Chelan Co. Sheriff’s Office Performs High-Angle Rope Training Inside Town Toyota Center
The confines of the Town Toyota Center appeared more like a filming location for the next Mission: Impossible movie than the staging grounds for a hockey game or a musical concert on Tuesday, when several members of the Chelan County Sheriff's Office Search & Rescue Team were conducting high-angle rope training.
Sheriff's Chief Ryan Moody says his agency has been using the arena for such exercises for about the past 10 years.

"We train quarterly and do it inside the Town Toyota Center at least once a year. This time of year we like to stage it in there because, for one, it helps us control the environment and work on the basics. And two, the elements outside right now really aren't conducive to doing the training. So, once a year we try and get it there and work on simulations where we'd be lowering down to reach someone who required rescue on the side of a hill or something like that, and also working their way from the bottom up if a similar situation required it."
Moody says it's about 80 to 90 feet from the floor of Town Toyota Center to its rafters, but conditions in the wild during actual rescues can find the team climbing or descending to much steeper heights.
"Some of the rescues we perform involve us doing these kinds of things to well over a hundred feet, but it always depends on where a patient is at and how we might be able to access them.

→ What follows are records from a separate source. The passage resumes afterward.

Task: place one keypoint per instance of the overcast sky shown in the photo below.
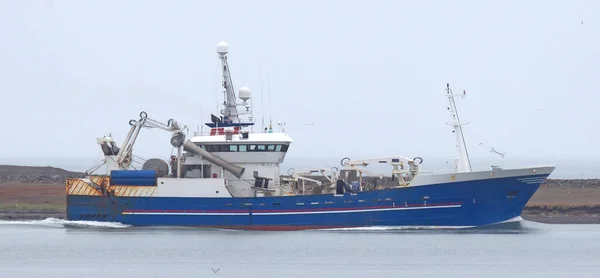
(370, 75)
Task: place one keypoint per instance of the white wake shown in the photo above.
(61, 223)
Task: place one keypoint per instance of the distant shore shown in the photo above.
(37, 193)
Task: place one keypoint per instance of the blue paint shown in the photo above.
(480, 202)
(133, 177)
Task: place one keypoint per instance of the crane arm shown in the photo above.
(124, 156)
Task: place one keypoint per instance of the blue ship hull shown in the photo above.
(457, 204)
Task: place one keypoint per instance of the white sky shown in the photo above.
(370, 76)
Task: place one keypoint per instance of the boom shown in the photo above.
(124, 157)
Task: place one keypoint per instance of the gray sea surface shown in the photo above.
(59, 248)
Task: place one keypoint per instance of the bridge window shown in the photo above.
(244, 148)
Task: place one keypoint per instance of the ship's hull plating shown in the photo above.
(456, 204)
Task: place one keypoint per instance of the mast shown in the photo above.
(230, 104)
(464, 162)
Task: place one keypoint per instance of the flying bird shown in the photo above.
(499, 153)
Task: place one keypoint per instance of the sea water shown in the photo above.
(58, 248)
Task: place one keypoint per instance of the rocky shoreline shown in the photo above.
(37, 193)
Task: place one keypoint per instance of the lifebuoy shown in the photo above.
(342, 161)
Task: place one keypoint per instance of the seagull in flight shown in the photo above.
(499, 153)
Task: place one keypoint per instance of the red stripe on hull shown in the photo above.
(297, 210)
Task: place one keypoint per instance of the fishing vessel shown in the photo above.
(230, 178)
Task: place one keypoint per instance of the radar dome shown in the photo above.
(244, 93)
(222, 48)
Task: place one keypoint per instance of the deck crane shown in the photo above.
(124, 157)
(397, 162)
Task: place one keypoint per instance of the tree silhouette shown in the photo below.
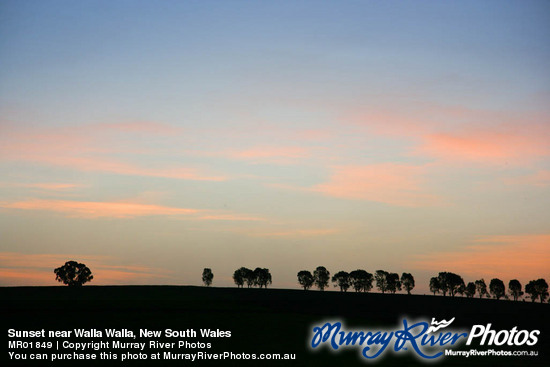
(442, 278)
(470, 290)
(207, 276)
(249, 278)
(514, 287)
(537, 289)
(394, 284)
(381, 278)
(361, 280)
(73, 274)
(497, 289)
(240, 275)
(262, 277)
(435, 287)
(481, 287)
(305, 279)
(450, 282)
(407, 280)
(321, 277)
(342, 280)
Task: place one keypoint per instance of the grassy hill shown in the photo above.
(261, 320)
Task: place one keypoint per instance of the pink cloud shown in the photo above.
(540, 178)
(477, 145)
(89, 148)
(390, 183)
(91, 209)
(453, 134)
(507, 257)
(271, 152)
(295, 233)
(230, 217)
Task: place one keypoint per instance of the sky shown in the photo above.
(150, 140)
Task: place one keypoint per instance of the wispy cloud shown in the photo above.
(122, 209)
(94, 148)
(271, 153)
(390, 183)
(47, 186)
(230, 217)
(93, 209)
(295, 233)
(483, 146)
(506, 257)
(454, 134)
(37, 269)
(540, 178)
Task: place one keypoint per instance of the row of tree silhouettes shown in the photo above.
(360, 280)
(74, 274)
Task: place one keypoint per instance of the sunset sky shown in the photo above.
(150, 140)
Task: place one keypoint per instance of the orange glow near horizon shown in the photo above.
(507, 257)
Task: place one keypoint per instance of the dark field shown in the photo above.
(262, 321)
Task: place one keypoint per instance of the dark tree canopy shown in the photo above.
(496, 287)
(262, 277)
(394, 284)
(73, 274)
(240, 275)
(361, 280)
(381, 278)
(537, 289)
(481, 287)
(514, 287)
(305, 279)
(407, 281)
(207, 276)
(321, 276)
(342, 280)
(470, 290)
(451, 283)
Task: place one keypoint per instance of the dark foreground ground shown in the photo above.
(260, 321)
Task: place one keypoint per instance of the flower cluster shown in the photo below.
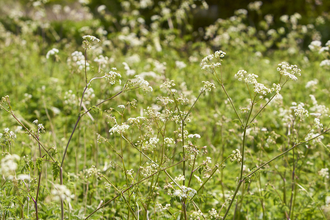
(112, 77)
(51, 52)
(184, 192)
(236, 156)
(207, 62)
(9, 165)
(290, 71)
(301, 112)
(93, 171)
(77, 60)
(119, 129)
(88, 40)
(251, 78)
(208, 86)
(324, 173)
(148, 169)
(61, 193)
(70, 98)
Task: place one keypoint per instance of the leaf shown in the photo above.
(56, 169)
(39, 164)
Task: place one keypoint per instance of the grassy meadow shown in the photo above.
(134, 114)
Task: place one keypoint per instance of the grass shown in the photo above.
(184, 150)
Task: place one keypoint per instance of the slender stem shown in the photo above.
(43, 147)
(232, 104)
(128, 188)
(215, 169)
(293, 184)
(264, 164)
(183, 153)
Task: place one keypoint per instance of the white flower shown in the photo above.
(255, 6)
(324, 173)
(289, 71)
(180, 64)
(61, 192)
(194, 136)
(91, 38)
(325, 63)
(143, 84)
(311, 83)
(185, 192)
(23, 177)
(112, 77)
(129, 72)
(9, 165)
(301, 112)
(52, 52)
(208, 86)
(119, 129)
(315, 45)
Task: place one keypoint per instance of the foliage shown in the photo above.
(148, 119)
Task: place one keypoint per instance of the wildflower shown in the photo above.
(301, 112)
(194, 136)
(324, 173)
(119, 129)
(61, 192)
(129, 72)
(180, 64)
(9, 165)
(143, 84)
(23, 177)
(78, 61)
(315, 136)
(112, 77)
(325, 63)
(255, 6)
(236, 155)
(91, 38)
(93, 171)
(289, 71)
(51, 52)
(70, 98)
(184, 192)
(315, 45)
(214, 214)
(312, 84)
(208, 86)
(179, 178)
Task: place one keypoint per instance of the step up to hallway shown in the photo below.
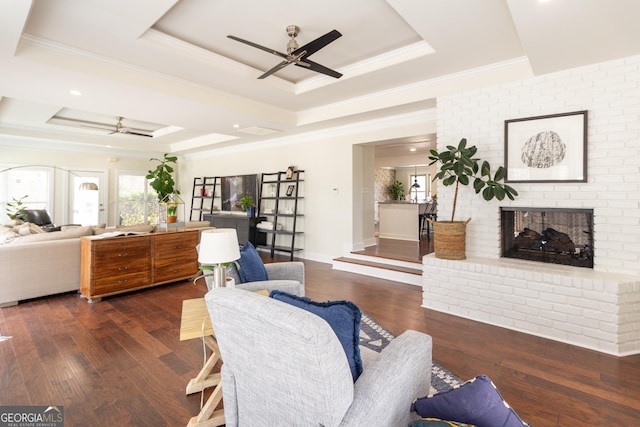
(383, 268)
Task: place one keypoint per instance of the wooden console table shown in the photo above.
(113, 265)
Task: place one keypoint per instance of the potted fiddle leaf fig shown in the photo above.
(396, 191)
(162, 181)
(458, 166)
(15, 209)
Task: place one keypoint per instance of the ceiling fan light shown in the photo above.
(90, 186)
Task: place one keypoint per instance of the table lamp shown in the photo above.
(218, 247)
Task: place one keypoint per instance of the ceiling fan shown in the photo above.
(129, 131)
(298, 55)
(119, 128)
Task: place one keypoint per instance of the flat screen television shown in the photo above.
(236, 187)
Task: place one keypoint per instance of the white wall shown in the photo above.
(327, 158)
(67, 160)
(595, 308)
(610, 91)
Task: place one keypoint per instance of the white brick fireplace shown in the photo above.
(596, 308)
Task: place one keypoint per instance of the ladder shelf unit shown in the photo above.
(281, 202)
(205, 196)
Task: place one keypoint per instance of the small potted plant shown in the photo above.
(459, 166)
(15, 209)
(247, 204)
(396, 191)
(161, 180)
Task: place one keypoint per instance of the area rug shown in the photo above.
(375, 337)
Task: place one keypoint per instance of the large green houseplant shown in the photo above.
(161, 180)
(458, 166)
(396, 191)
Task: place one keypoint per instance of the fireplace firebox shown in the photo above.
(551, 235)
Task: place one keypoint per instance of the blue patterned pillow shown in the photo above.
(343, 317)
(434, 422)
(476, 402)
(251, 265)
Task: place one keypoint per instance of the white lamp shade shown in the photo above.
(218, 246)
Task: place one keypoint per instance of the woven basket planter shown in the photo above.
(450, 239)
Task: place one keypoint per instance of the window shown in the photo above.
(421, 193)
(136, 200)
(34, 182)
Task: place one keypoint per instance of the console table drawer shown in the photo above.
(122, 282)
(172, 242)
(174, 272)
(125, 267)
(118, 264)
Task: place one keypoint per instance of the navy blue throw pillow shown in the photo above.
(251, 265)
(476, 402)
(343, 317)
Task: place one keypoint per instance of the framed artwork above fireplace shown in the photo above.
(551, 148)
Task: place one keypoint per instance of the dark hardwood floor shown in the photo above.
(119, 362)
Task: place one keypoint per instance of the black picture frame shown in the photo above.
(290, 190)
(290, 172)
(549, 148)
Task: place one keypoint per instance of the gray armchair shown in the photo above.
(283, 276)
(285, 366)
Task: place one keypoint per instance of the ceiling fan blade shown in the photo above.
(266, 49)
(131, 132)
(317, 44)
(314, 66)
(278, 67)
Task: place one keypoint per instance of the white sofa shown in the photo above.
(40, 264)
(44, 264)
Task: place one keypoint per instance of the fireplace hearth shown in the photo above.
(550, 235)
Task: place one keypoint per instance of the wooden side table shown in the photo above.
(195, 323)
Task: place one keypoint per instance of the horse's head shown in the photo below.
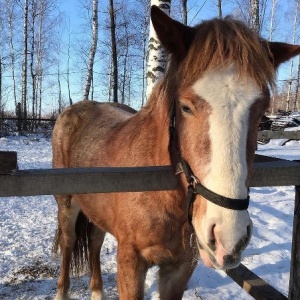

So, there really is no such as thing as a typical rescue, but even though most of our rescues happen below a hundred feet, some take us higher than that."
About eight or nine members of the Sheriff's Search & Rescue Team participated in this week's training, which Moody said was specific to those who perform missions requiring such efforts.
"This training was specific to our Search-and-Rescue High-Angle Rope Rescue Team. So, within our search-and-rescue program, we have deputies who are specifically trained for doing this kind of rescue."
Moody says Tuesday's exercises were the first this year for the Sheriff's Search & Rescue Team, and their next training will take place sometime in April or May, when it typically moves outside.